Anesthesia occurs after the sedation phase when the patient is in a deeper state of unconsciousness. The mechanism underlying anesthesia is still under study.
Scientists hypothesize that the primary factors in the anesthesia process include the reduction of neuronal activity, modulation of electrical conductance in the membrane, and reduction of membrane fluidity among others.
Theories behind Anesthesia Process
Scientists have proposed several theories about the main mechanisms behind anesthesia.
The high-pressure theory posits that anesthesia results from an increase in the hydrophobicity of the nerve tissue, resulting from the high pressure administered through the anesthetic. Another theory involves the size of the anesthetic molecules, where only small molecules may pass through the nerve membranes, thus, affecting their conductance.
The lipid membrane theory suggests that anesthesia results from changes in the physical properties of the lipid membrane of the nerve.
The theory postulates that anesthesia reduces the fluidity of the membrane, thus impairing membrane-bound enzymes and receptors, thereby inhibiting nervous system activity. On the other hand, the protein target theory postulates that anesthesia works through specific targets, such as ion channels, pharmacological receptors, and enzymes.

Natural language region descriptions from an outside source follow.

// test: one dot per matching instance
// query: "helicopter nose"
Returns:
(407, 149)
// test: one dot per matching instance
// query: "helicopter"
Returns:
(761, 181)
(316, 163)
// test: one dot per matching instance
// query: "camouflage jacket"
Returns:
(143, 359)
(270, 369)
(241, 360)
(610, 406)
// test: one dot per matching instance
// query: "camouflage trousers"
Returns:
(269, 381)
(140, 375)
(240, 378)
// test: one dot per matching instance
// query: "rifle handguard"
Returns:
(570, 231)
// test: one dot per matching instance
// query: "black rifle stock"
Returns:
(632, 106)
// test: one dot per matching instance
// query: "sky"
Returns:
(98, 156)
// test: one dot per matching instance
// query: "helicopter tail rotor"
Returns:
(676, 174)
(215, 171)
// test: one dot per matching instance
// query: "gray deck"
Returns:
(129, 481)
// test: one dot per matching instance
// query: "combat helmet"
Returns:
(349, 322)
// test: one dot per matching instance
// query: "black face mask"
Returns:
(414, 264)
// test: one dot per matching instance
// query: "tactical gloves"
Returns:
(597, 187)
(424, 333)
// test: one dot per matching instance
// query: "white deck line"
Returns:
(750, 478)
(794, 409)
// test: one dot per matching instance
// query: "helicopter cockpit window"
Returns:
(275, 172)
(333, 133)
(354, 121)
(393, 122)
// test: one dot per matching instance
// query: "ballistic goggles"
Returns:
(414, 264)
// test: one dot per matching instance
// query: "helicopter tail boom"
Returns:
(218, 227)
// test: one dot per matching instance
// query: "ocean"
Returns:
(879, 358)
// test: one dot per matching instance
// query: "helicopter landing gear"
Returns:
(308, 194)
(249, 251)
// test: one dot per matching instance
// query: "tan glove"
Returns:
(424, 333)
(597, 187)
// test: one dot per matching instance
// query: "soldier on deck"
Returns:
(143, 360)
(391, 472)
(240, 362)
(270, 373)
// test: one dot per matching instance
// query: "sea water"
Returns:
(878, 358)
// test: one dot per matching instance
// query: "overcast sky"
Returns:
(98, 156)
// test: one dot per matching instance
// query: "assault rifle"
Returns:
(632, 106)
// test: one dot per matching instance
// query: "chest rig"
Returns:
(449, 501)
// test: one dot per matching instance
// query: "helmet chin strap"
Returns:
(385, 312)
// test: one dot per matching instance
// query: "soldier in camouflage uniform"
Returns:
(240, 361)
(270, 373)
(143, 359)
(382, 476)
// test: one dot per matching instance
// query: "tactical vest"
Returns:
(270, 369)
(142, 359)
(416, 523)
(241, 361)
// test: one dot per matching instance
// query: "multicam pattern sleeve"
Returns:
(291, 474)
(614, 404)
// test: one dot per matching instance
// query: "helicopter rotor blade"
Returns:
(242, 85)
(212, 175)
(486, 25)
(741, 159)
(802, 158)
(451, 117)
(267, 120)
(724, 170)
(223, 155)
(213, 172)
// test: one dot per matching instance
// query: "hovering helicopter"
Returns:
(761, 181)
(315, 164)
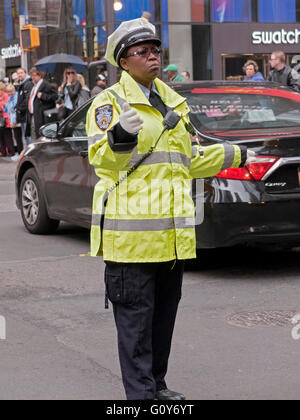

G protein-Coupled Receptors Theory
Another theory has linked the mechanism of anesthesia to G protein-coupled receptors (GPCRs). These receptors regulate signal transduction pathways essential for physiological responses in the brain. A study by Khaledi et al.
in 2019 showed that anesthesia was affected by the activity of GPCRs in the brain. The study found that molecules that activate GPCRs increase the effectiveness of anesthetics needed to put the patient under anesthesia. The findings of the study help to understand the precise mechanism underlying anesthesia administration.
Side Effects of General Anesthesia
Despite its efficacy, general anesthesia has the potential for adverse effects on the patient. Side effects of anesthesia include shivering, drowsiness, nausea, sore throat, and postoperative cognitive dysfunction (POCD).
POCD involves memory loss, delirium, and confusion. POCD affects a large fraction of patients undergoing surgery, especially the elderly. The exact cause of POCD is not yet clear, but it is likely a result of inflammation, hypoperfusion, and oxidative stress in the brain tissue.
Researchers are currently exploring the mechanisms underlying these factors to develop measures that minimize or prevent POCD in surgical patients.
Conclusion
General anesthesia has had significant contributions to the medical field, making surgical operations and procedures less painful and safer for patients.
Scientists have explored different theories behind the mechanism of anesthesia, and although the exact process is still unknown, the research has illuminated some crucial components of the process.
Further research may provide a complete understanding of the precise mechanism of anesthesia and possible ways to improve the efficacy of administration while minimizing side effects.